Eager to shed its “dropped once, never fired” reputation, France is assiduously gearing up for World War III. And the latest additions to President Macron’s armed forces will leave even the best military strategist speechless.
A “Space Command” with laser-shooting Nano-satellites, an army of science fiction writers, and a Green Goblin-inspired flying soldier are just a few of Macron’s latest schemes to protect the French motherland from all threats both foreign and intergalactic.
One gets the impression that if he weren’t so busy running a country, he would be price-shopping flights to Nevada while practicing to Naruto Run past the guards outside Area 51.
In a speech addressed to military personnel the day before the Bastille Day parade, Macron announced the creation of a “Space Command” to protect French satellites from possible threats.
“To give substance to this doctrine and ensure the development and reinforcement of our space capabilities, a space command will be created next September in the air force.”
A $4 billion military budget backs this project, which aims to deploy laser pointers in orbit and use them to blind spy satellites.
French Armed Forces Minister Florence Parly said France is willing to defend its 2,000 satellites with powerful lasers fired from satellites or — and this isn’t a joke — nano-satellites:
“If our satellites are threatened, we intend to blind those of our adversaries … We reserve the right and the means to be able to respond: that could imply the use of powerful lasers deployed from our satellites or from patrolling nano-satellites.”
For those more down-to-earth, another surprising and bizarre project came courtesy of Franky Zapata. During the Bastille Day military parade, the inventor exhibited his Green Goblin-style flyboard while President Macron gushed about how proud he was of his “modern and innovative” army.
Zapata, 45, explained that his invention could fly for more than 10 minutes at more than 115 miles per hour. After soaring through the streets of Paris, the inventor tried to cross the English Channel. He failed.
Apparently, the problem was due to Zapata pushing the limits of his invention, making it fly longer than it could bear.
Thinking that a president could conceive of the need for a special commando with nano-satellites that launch powerful lasers against space threats or the creation of an army of flying soldiers seems odd, but Macron’s announcement of a new division of science fiction writers to prevent unimaginable threats could explain this.
The division —which he calls the “Red Team” — will leverage the writers’ imagination to anticipate possible threats. This think-tank will help the military foresee “scenarios of disruptions” that could appear in the near future – most likely in the plot of a straight-to-Netflix sci-fi flick.

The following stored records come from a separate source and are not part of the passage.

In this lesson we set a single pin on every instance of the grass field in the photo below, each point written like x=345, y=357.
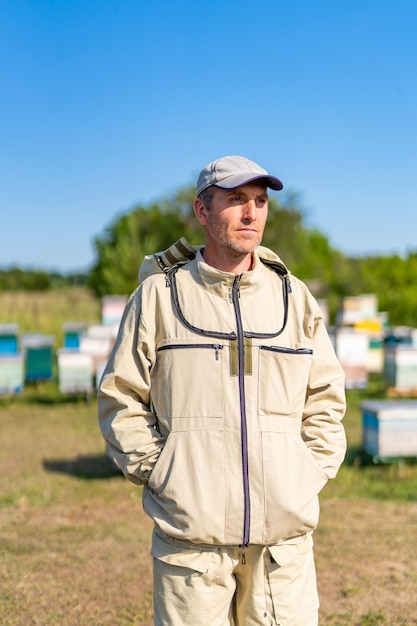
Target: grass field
x=75, y=542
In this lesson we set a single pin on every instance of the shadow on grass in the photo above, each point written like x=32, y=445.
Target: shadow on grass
x=87, y=467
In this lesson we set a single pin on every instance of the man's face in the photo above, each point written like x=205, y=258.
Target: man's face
x=236, y=220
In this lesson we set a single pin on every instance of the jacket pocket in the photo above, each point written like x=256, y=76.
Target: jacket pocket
x=187, y=487
x=283, y=379
x=187, y=380
x=291, y=487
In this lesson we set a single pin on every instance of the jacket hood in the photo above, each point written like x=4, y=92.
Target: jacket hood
x=182, y=251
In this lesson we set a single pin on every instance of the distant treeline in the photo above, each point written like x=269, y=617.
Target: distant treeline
x=17, y=279
x=307, y=252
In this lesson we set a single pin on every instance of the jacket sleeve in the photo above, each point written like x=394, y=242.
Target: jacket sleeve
x=126, y=418
x=325, y=405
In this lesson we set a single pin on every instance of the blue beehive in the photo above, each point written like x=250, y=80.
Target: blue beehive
x=389, y=428
x=72, y=335
x=9, y=339
x=38, y=351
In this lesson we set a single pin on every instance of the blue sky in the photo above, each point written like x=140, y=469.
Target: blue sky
x=105, y=105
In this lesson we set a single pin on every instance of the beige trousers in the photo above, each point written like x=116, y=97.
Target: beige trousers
x=221, y=586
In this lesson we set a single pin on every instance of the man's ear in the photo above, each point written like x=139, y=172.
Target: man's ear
x=200, y=211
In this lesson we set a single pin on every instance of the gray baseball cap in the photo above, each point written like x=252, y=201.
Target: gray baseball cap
x=234, y=171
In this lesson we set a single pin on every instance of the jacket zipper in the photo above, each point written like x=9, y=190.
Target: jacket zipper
x=235, y=295
x=285, y=350
x=213, y=346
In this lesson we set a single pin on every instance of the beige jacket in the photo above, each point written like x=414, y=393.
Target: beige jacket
x=224, y=398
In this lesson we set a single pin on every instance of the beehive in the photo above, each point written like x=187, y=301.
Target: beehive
x=389, y=428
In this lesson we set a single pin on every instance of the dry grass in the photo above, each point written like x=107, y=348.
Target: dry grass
x=46, y=311
x=75, y=542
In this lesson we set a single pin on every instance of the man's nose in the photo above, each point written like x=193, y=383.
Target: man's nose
x=249, y=212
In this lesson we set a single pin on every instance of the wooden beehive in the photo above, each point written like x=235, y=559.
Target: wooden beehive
x=389, y=428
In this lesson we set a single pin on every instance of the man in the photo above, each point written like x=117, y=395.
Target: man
x=224, y=398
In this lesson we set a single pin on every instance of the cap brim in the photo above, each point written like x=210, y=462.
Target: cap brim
x=237, y=180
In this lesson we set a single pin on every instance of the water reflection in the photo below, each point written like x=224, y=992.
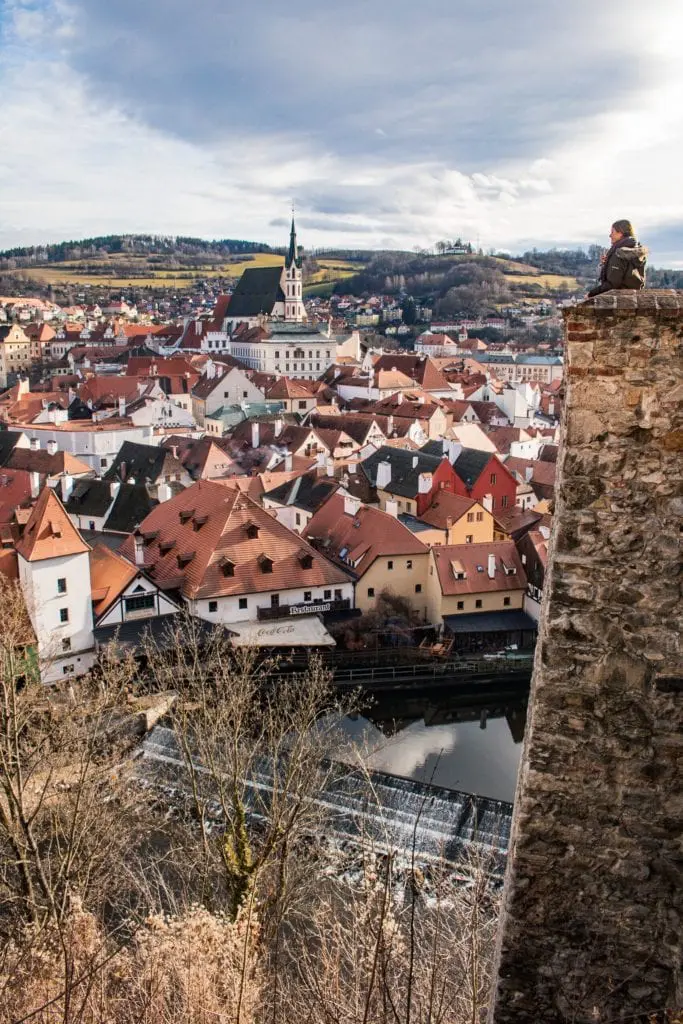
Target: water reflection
x=475, y=748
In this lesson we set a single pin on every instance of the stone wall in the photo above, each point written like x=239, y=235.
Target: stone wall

But don’t worry. The president clarified that —at least for now— the military strategy would be left to military strategists. And although it may sound redundant, given the circumstances, it is essential to emphasize this:
“It is certainly not the Red Team that will decide France’s military strategy and still less its defense policy. Its role will be to help the Defence Innovation Agency think about future technologies and their impact on strategies.”
Macron does not seem to be the only one imagining interstellar wars. The president of the United States is also seeking the creation of a “Space Force.”
Just this week, Vice President Mike Pence said: “We’re well on our way” to making the Space Force a reality.